Using a similar method as our subduction zone analysis, we developed a workflow to sample oceanic crust composition along subduction zones. We wanted to observe the composition of the upper oceanic crust as it subducts. From our previous analysis we are able to resolve and extract subduction zone geometries from a plate kinematic model at a given time step using our python script ‘resolve_topolgies_v.2.py’. We employed the same method but this time using the Müller et al. (2016) plate model, for which the global palaeo-age grids for oceanic crust from 230 – 0 Ma are freely available online.
Employing our subduction zones and oceanic crust grid files, we sampled along the subduction zone geometries using the GMT tool grdtrack. At 10 km intervals along the subduction zone geometry, very short cross profiles are created ( ~2 km in length) where the profiles sample values from the intersecting node of the grid file. The cross profile outputs have 3 sampled values per profile. The three intervals are spaced 1km distances apart eg (1 km, 0 km and -1 km).

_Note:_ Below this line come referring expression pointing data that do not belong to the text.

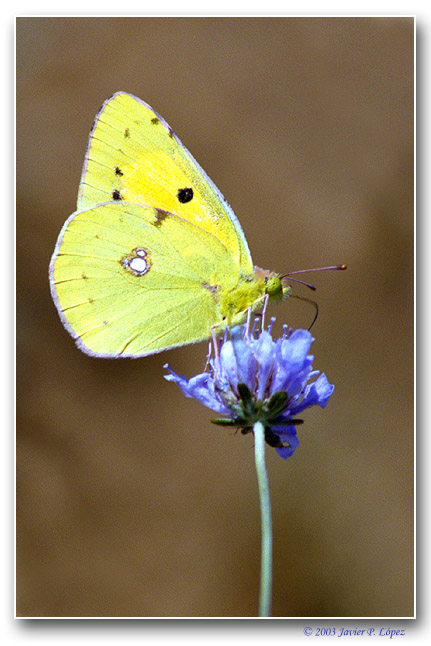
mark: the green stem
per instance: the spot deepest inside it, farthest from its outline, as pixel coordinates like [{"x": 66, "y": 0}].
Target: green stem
[{"x": 266, "y": 522}]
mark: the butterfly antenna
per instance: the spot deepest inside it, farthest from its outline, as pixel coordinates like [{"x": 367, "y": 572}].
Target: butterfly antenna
[
  {"x": 306, "y": 271},
  {"x": 313, "y": 303}
]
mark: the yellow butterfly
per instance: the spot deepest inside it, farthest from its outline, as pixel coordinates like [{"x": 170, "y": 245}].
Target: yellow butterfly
[{"x": 154, "y": 256}]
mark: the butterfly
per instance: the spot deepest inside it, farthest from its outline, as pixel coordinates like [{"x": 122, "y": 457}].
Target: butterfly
[{"x": 154, "y": 257}]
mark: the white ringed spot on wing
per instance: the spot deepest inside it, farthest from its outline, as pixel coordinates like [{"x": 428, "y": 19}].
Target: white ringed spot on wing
[{"x": 137, "y": 262}]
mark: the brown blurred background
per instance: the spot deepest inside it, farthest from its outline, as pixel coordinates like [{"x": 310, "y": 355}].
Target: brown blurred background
[{"x": 129, "y": 501}]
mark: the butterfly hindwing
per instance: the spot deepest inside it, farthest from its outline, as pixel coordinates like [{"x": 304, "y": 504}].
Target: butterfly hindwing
[{"x": 131, "y": 280}]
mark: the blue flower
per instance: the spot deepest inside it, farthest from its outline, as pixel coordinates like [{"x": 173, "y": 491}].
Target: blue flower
[{"x": 255, "y": 377}]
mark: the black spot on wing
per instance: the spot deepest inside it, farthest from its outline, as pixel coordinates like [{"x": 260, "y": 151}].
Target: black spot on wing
[
  {"x": 185, "y": 195},
  {"x": 161, "y": 215}
]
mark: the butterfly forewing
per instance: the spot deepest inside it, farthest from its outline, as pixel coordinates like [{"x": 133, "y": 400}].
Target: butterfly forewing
[{"x": 133, "y": 156}]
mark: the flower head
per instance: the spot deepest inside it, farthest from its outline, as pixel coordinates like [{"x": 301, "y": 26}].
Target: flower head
[{"x": 255, "y": 377}]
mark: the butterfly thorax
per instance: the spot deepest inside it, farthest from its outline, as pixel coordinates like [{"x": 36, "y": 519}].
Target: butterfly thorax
[{"x": 249, "y": 293}]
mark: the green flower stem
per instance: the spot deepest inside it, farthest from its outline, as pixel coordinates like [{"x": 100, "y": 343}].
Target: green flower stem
[{"x": 266, "y": 522}]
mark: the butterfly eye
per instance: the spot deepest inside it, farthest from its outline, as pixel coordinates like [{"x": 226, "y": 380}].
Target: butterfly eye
[{"x": 273, "y": 286}]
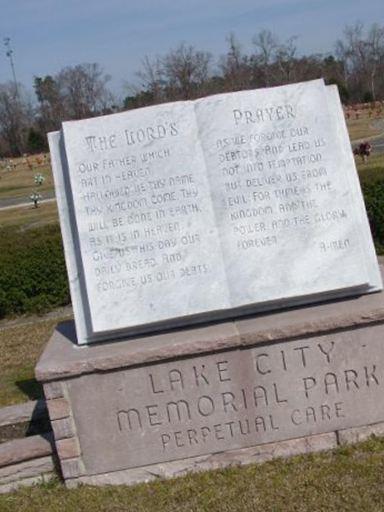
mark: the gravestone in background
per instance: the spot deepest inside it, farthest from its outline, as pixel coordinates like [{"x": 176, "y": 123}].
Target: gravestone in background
[{"x": 202, "y": 213}]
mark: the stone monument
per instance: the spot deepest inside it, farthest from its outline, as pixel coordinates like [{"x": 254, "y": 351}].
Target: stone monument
[{"x": 221, "y": 269}]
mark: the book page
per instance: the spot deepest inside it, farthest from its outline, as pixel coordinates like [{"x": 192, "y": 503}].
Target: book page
[
  {"x": 147, "y": 235},
  {"x": 344, "y": 147},
  {"x": 286, "y": 216}
]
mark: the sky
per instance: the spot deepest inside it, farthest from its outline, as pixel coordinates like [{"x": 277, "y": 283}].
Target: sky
[{"x": 47, "y": 35}]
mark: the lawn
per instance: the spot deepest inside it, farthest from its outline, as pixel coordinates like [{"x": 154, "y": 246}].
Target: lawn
[
  {"x": 347, "y": 479},
  {"x": 20, "y": 348},
  {"x": 363, "y": 128},
  {"x": 25, "y": 217},
  {"x": 18, "y": 182}
]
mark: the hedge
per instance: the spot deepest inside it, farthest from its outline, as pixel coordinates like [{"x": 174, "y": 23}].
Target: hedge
[{"x": 33, "y": 277}]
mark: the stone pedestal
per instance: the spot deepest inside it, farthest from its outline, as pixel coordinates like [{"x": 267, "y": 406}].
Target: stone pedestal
[{"x": 231, "y": 393}]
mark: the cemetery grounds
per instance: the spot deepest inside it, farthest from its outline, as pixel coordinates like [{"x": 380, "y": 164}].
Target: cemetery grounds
[{"x": 349, "y": 478}]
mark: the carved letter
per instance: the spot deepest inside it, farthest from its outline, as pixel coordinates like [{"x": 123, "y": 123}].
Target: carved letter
[
  {"x": 327, "y": 352},
  {"x": 309, "y": 383}
]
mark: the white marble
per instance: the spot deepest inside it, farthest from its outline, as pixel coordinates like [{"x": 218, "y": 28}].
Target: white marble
[
  {"x": 284, "y": 203},
  {"x": 193, "y": 210}
]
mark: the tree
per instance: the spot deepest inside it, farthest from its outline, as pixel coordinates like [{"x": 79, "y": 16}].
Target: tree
[
  {"x": 363, "y": 57},
  {"x": 235, "y": 67},
  {"x": 83, "y": 91},
  {"x": 15, "y": 118},
  {"x": 186, "y": 71},
  {"x": 51, "y": 108}
]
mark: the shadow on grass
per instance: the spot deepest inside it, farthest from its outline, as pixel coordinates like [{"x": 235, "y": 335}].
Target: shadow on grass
[{"x": 31, "y": 388}]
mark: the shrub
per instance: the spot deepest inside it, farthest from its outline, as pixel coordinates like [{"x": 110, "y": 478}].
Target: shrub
[
  {"x": 372, "y": 184},
  {"x": 33, "y": 276}
]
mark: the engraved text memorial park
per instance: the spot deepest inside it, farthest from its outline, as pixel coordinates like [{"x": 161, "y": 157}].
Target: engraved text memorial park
[{"x": 226, "y": 292}]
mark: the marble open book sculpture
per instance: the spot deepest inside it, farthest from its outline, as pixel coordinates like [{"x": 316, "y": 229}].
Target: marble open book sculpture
[{"x": 209, "y": 209}]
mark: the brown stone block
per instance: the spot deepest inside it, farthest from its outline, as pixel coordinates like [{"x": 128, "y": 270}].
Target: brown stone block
[
  {"x": 21, "y": 413},
  {"x": 27, "y": 469},
  {"x": 58, "y": 408},
  {"x": 357, "y": 434},
  {"x": 54, "y": 389},
  {"x": 68, "y": 448},
  {"x": 72, "y": 468},
  {"x": 63, "y": 428},
  {"x": 20, "y": 450}
]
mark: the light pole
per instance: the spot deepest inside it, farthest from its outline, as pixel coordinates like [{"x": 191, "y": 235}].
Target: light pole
[{"x": 9, "y": 52}]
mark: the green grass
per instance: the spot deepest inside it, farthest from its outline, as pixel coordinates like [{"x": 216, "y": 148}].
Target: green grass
[
  {"x": 20, "y": 348},
  {"x": 362, "y": 128},
  {"x": 347, "y": 479},
  {"x": 27, "y": 217}
]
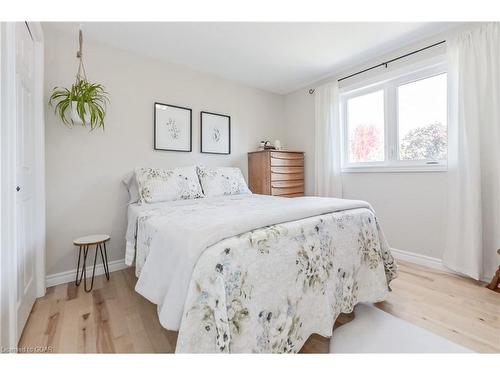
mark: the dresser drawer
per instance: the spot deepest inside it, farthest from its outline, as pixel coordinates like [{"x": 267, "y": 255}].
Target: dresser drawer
[
  {"x": 286, "y": 176},
  {"x": 281, "y": 162},
  {"x": 287, "y": 184},
  {"x": 287, "y": 155},
  {"x": 288, "y": 190}
]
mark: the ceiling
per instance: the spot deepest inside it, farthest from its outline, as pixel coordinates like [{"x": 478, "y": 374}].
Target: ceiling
[{"x": 277, "y": 57}]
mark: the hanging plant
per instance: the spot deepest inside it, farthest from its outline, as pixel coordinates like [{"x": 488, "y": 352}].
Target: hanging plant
[{"x": 84, "y": 103}]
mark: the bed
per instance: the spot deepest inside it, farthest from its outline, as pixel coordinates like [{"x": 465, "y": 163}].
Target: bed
[{"x": 252, "y": 273}]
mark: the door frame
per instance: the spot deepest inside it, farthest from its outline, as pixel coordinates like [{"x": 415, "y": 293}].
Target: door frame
[{"x": 8, "y": 262}]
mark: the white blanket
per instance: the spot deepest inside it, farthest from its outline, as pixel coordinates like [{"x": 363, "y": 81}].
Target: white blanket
[{"x": 171, "y": 239}]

We created an awk script to obtain the middle value at 0 km of each cross profile and append this value to a dat file. This is because we are interested in observing the crust’s composition and sediment thickness as it removes carbon from the exogenic system through subduction.
The resultant dat file containing results is a compilation of grid values sampled along all subduction zones at 10 km intervals, as well as summary statistics such as the mean, median, standard deviation, maximum values, minimum values and sample count. These steps are repeated for each time step and for each of our grid types. Our grid types include crust age grid, seafloor sediment thickness grid and CO2 concentration in the upper crust.
Please note that our workflow is not restricted to the grid files that we used. There is potential to use this analysis with other grids, depicting alternative upper oceanic crust properties.